Passive investing boom could cause a market bubble, but not in the stocks you would expect

Investing

A trader on the New York Stock Exchange. 

Brendan McDermid | Reuters

Critics of passive investing argue it is inflating the prices of high-flying stocks such as Amazon and creating a bubble in those names. However, data compiled by Ned Davis Research shows the bubble may be forming elsewhere.

The firm found that real estate and utilities stocks are the two sectors that have benefited the most from the rise of passive investing vehicles including exchange-traded funds. ETFs hold more than 11% of the real estate sector and 9.8% of the utilities sector.

At the individual stock level, Tanger Factory Outlet Centers, a real estate company that invests in shopping centers, has had nearly 32% of its available stock, or float, taken over by ETFs, by far the most of any stock.

American States Water and California Water Service Group, meanwhile, have more than 23% of their float held by ETFs. Washington Real Estate Investment Trust has nearly 23% of its float held by ETFs. By comparison, Amazon and other big tech names have a much lower portion of their float held by ETFs.

Given which parts of the market have benefited the most from the rise of passive investing, investors should keep an eye on much smaller companies like Tanger for signs of a bubble forming.

“Tanger Factory Outlets is the real crowded theater, where investors might get trampled rushing for the exit,” said Will Geisdorf, ETF strategist at Ned Davis Research, in a note. “Tanger Factory Outlet Centers (SKT) is the poster child for the passive bubble,” he said. 

Despite the massive ETF inflows it has experienced in recent years, Tanger has been a massively underperforming stock. The stock fell more than 20% in 2017 and 2018. This year, it is down more than 18%. By comparison, the SPDR S&P Dividend ETF (SDY) — which owns 13% of Tanger’s float — is up more than 13% year to date.

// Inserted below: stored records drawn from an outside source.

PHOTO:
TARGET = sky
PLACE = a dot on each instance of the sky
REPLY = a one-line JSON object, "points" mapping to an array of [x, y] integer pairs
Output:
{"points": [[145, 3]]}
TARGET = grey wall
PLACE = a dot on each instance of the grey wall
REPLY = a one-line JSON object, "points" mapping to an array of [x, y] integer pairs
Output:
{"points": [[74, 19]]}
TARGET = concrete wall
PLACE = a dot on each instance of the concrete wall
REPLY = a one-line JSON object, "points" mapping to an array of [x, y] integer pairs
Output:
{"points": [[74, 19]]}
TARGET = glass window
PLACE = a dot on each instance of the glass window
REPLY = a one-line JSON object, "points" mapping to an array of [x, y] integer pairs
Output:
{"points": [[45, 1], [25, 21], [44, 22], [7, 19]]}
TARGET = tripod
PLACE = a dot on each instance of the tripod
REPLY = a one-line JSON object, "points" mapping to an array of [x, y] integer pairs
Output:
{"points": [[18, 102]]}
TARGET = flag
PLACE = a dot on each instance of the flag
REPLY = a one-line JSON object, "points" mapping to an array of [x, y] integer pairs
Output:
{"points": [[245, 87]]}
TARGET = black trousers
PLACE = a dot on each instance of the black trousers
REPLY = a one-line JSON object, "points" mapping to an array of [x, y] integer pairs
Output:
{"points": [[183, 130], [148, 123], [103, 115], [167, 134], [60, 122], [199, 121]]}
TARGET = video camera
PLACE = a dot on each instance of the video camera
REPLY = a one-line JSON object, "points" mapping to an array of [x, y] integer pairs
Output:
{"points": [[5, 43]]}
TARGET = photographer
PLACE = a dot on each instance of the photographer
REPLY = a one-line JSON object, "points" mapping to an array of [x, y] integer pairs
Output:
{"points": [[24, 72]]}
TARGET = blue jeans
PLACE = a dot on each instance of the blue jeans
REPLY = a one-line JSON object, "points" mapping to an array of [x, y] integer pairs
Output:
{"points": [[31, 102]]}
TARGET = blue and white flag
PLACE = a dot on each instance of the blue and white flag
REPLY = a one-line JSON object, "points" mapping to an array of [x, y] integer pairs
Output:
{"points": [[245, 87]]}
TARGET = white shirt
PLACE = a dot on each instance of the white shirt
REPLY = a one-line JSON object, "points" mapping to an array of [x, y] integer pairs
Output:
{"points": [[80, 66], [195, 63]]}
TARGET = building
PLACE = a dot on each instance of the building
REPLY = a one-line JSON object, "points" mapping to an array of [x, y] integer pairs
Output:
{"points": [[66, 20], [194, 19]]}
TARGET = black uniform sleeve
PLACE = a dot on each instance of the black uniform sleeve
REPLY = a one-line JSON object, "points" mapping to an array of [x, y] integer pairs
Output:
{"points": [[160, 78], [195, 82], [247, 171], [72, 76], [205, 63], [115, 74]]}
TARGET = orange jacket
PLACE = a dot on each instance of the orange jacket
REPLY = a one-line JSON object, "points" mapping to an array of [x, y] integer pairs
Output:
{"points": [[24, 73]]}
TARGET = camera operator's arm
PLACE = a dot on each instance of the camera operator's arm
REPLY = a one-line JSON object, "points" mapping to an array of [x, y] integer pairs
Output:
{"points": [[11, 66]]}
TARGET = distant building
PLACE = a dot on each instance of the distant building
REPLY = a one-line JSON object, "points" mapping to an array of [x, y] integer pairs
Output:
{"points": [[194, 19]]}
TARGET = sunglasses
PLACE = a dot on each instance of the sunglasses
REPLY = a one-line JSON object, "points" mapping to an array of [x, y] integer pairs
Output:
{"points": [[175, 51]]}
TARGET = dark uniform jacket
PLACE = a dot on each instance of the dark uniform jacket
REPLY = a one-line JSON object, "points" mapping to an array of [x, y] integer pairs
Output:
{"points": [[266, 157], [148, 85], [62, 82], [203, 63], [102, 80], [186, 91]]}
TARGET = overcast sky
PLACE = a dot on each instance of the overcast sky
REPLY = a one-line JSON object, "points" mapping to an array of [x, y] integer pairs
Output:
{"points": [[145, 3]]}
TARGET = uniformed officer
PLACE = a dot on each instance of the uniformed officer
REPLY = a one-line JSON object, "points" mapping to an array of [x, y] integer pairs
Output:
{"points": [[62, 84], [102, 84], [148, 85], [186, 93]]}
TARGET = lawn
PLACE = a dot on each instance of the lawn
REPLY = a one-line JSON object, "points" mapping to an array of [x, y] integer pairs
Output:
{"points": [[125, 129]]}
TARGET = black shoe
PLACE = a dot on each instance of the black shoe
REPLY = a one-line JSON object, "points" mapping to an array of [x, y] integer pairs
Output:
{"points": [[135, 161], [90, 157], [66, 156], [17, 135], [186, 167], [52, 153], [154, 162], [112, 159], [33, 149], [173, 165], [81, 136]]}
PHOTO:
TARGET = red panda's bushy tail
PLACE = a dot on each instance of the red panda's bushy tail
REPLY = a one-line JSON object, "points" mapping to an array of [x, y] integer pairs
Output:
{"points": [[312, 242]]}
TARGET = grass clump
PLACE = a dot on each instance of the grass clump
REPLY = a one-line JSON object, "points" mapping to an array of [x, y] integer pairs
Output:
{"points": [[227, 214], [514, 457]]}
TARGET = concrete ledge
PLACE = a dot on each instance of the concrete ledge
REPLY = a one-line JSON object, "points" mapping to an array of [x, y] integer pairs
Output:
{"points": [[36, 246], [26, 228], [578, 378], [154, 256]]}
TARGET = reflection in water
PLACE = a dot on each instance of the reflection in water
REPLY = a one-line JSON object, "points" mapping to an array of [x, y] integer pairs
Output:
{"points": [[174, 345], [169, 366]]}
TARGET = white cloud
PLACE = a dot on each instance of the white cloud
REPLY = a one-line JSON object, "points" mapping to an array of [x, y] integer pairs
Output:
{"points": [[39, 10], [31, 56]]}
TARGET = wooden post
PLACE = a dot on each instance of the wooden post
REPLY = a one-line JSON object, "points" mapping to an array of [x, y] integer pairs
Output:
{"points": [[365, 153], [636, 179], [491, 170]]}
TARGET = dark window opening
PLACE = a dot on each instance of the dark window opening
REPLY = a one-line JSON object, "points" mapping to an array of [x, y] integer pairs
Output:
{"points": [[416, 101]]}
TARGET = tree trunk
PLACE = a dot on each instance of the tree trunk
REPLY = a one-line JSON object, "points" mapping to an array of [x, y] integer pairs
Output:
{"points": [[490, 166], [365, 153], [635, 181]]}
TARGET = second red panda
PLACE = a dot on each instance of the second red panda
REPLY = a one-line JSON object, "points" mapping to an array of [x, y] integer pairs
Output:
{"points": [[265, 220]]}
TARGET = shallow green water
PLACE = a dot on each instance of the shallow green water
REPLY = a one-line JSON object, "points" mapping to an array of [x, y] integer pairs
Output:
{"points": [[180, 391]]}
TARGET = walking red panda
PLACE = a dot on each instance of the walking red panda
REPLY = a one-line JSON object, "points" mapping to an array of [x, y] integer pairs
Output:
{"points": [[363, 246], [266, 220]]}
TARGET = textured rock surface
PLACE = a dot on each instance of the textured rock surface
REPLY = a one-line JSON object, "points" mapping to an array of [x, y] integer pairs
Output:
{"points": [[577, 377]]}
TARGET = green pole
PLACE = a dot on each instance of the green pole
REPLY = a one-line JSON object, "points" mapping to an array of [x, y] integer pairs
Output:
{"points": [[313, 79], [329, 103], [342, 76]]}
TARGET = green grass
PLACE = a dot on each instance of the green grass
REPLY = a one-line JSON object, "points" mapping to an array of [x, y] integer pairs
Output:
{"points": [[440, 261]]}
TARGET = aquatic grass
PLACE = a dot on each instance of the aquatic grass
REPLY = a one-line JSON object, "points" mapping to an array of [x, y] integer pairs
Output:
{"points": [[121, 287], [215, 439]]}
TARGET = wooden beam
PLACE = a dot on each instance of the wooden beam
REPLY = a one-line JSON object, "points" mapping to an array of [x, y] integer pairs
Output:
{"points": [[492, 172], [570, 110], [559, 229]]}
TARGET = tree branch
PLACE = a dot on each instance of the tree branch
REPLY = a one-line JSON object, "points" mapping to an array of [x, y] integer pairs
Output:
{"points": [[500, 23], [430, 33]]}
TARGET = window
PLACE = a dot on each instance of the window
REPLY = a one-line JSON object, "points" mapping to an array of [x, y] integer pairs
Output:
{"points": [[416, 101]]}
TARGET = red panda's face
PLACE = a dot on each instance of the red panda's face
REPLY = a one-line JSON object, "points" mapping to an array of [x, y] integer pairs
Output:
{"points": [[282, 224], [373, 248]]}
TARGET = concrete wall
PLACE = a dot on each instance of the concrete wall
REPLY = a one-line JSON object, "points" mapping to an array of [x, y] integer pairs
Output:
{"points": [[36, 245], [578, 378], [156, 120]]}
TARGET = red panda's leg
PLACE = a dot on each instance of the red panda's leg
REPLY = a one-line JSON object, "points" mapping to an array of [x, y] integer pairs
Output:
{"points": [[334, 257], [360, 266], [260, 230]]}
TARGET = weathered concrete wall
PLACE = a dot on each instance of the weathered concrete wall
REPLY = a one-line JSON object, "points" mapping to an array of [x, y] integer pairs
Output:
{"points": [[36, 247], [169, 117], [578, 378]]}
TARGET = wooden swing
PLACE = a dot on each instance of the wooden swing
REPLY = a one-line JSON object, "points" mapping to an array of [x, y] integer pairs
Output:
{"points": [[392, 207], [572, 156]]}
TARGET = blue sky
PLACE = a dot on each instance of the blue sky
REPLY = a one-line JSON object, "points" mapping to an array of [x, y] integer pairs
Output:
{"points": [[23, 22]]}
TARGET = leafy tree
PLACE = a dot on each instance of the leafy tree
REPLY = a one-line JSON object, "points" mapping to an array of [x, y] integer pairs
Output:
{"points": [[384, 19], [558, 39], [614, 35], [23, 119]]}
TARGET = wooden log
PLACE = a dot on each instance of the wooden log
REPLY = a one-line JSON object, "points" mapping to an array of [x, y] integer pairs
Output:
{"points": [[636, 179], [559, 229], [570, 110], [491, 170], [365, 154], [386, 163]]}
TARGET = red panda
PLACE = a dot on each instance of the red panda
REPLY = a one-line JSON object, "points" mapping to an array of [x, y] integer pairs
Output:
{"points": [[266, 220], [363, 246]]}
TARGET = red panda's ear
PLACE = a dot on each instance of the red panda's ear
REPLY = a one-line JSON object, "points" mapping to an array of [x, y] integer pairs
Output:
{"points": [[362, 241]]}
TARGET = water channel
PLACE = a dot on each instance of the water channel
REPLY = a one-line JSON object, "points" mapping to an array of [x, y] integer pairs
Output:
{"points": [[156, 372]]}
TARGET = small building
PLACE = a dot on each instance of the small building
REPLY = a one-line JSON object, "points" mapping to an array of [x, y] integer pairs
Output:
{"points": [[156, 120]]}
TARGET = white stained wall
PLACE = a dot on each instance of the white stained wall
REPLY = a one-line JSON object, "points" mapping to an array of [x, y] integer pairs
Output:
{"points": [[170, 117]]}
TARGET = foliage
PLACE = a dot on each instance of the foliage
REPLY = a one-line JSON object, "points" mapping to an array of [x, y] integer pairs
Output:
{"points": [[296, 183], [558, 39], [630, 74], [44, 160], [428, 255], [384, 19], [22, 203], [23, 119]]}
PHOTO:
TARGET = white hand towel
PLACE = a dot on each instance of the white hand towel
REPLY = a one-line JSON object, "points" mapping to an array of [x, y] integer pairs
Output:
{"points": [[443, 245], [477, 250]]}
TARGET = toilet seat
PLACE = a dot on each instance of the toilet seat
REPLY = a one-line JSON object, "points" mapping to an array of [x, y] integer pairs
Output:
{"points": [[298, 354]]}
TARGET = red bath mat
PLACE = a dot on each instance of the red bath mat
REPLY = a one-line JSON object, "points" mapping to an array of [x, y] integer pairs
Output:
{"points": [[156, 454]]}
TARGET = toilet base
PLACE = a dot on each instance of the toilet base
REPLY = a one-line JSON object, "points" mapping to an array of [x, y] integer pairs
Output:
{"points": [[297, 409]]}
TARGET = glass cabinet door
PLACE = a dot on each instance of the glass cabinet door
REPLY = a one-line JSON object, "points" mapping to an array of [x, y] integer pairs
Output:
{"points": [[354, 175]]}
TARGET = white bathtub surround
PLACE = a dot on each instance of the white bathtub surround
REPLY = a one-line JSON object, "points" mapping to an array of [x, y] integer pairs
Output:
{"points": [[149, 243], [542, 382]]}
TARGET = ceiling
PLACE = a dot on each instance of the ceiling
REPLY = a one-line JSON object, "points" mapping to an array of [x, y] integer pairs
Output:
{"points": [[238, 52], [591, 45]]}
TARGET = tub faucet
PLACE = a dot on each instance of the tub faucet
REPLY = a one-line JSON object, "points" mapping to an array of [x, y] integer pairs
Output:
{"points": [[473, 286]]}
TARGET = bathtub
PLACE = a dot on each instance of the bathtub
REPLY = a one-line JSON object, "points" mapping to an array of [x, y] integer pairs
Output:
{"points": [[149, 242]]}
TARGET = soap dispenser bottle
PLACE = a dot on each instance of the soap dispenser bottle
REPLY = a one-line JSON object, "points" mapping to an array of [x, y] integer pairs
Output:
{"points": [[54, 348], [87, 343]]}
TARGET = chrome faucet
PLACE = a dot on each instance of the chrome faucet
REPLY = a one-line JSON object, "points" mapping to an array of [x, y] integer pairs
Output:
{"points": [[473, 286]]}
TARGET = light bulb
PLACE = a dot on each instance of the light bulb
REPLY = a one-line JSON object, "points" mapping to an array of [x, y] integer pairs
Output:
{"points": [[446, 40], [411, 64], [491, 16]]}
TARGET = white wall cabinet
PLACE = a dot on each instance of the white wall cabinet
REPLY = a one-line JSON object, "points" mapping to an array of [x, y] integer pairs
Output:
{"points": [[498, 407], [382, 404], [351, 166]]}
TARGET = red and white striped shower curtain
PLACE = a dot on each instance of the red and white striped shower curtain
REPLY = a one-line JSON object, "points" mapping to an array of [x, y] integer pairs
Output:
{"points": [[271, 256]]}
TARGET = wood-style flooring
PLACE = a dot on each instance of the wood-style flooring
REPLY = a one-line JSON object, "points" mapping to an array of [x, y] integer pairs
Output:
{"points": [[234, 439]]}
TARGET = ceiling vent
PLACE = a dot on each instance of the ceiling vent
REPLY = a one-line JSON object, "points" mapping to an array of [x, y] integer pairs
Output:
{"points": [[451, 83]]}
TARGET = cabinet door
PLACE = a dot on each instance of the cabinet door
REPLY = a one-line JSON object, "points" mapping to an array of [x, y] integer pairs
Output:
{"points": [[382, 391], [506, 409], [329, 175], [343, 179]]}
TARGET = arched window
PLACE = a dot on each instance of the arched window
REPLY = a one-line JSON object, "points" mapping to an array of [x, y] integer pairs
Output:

Geisdorf called Tanger the “outlet mall aristocrat” since it’s part of a group companies — SDY components — that has raised its dividend for at least 20 years. But that won’t last long, he says.

“Short sellers don’t think SKT will remain an aristocrat for long with 40% of its float held short,” Geisdorf said. If pressure on brick-and-mortar retailers intensifies, “SKT’s funds from operations will come under pressure, making it harder for the company to continue boosting its dividend.”

The rise of ETFs has given investors a way to invest in stocks at a lower cost than putting money into actively managed funds. It has also raised concern, however, of bubbles forming as market leadership has narrowed in recent years to just a few tech-related names.

Microsoft, Apple, Amazon and Facebook are some of the best performers in recent years and hold the most weight in the S&P 500. However, ETFs own only a fraction of these stocks. Around 5% of Microsoft and Amazon’s floating shares are owned by ETFs. Meanwhile, ETFs own 5.4% and 4.8% of Apple and Facebook, respectively.

Perhaps one of the reasons stocks like Tanger aren’t on investors’ radars is because they are not nearly as popular. Geisdorf points out that Tanger is not a top 10 holding in any ETF, so it doesn’t appear on most fund fact sheets.

Tanger is “the stealth king of the passive bubble,” Geisdorf said.